Combining the strengths of machine learning and cutting-edge imaging processing, they developed a novel algorithm to transform cell positions in a source tissue to spatially look more like the cell positions in a target tissue. The researchers tested the algorithm to align mouse brain, human breast cancer, and human heart tissue slices from various ST technologies for comparison at fine resolution.  

“We introduce the concept of rasterization to convert the representation of individual cells into a grid of pixels, which drastically improves our ability to perform computations compared to other approaches in the field,” Fan said. “By rasterizing the cells, we don’t have to model the millions of individual cells that are profiled in a spatial transcriptomics experiment. Instead, we can model a smooth image representation that often has a lot fewer pixels. By leveraging LDDMM, we can also perform non-linear alignments that account for local distortions in a tissue sample. This allows us to achieve better structural alignment compared to linear or affine transformations alone.” 

The team has made the software publicly available so that other scientists can use the toolkit to align their spatial transcriptomics data. Fan and her team now have their sights set on using STalign to profile tissues from different patients and mouse models, taken at different time points or stages of disease development. The ability to decipher which genes are being expressed at different stages could provide greater insights into conditions ranging from cancer to Alzheimer’s, they say.  

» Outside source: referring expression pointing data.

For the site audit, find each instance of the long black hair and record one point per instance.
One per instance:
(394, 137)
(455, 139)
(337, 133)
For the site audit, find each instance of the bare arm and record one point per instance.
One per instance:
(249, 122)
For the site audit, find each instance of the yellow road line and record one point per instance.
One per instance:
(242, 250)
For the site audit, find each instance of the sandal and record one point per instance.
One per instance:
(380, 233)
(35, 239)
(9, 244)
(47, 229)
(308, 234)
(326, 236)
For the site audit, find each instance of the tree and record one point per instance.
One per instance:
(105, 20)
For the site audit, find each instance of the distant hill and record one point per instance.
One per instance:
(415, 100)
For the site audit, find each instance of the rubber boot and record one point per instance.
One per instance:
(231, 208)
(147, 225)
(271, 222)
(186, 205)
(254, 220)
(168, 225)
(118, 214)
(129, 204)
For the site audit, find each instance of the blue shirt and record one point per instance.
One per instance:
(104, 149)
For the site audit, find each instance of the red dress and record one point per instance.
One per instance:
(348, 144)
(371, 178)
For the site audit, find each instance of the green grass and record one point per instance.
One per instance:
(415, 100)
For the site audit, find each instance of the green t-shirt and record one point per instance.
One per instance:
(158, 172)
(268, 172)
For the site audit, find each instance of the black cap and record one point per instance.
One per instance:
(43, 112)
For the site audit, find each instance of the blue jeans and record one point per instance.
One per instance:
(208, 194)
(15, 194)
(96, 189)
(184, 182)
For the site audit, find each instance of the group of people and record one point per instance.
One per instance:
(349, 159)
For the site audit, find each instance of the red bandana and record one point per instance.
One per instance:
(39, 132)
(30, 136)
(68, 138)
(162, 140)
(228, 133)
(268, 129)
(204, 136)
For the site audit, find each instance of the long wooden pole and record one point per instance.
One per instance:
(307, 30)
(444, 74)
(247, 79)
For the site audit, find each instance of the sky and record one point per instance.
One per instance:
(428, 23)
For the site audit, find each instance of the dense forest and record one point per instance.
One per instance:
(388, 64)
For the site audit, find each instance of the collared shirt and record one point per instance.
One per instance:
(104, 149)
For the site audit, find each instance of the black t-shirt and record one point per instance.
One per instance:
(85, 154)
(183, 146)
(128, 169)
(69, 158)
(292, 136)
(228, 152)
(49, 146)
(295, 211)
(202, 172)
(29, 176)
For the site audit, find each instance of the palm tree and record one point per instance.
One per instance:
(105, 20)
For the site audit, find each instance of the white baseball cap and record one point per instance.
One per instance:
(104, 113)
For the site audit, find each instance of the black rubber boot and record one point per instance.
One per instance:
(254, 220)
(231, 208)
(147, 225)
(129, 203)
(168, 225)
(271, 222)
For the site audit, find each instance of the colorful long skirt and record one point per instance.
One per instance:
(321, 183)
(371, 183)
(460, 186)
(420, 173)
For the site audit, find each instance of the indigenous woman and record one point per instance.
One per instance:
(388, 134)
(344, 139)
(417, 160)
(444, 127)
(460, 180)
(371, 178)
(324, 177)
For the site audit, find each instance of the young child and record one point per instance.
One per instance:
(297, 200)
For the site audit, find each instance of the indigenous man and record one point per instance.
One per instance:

“Spatial transcriptomics is poised to be a vital tool in studying diseases,” Fan said. “We hope that having access to STalign will help researchers to apply these technologies and analyze the resulting data effectively and in ways they couldn’t before.” 

Additional co-authors include Osagie K. Aimiuwu from the University of North Carolina at Chapel Hill; Michael I. Miller and Justus Kebschull from the Johns Hopkins Department of Biomedical Engineering; and Gohta Aihara and Lyla Atta of the Fan Lab.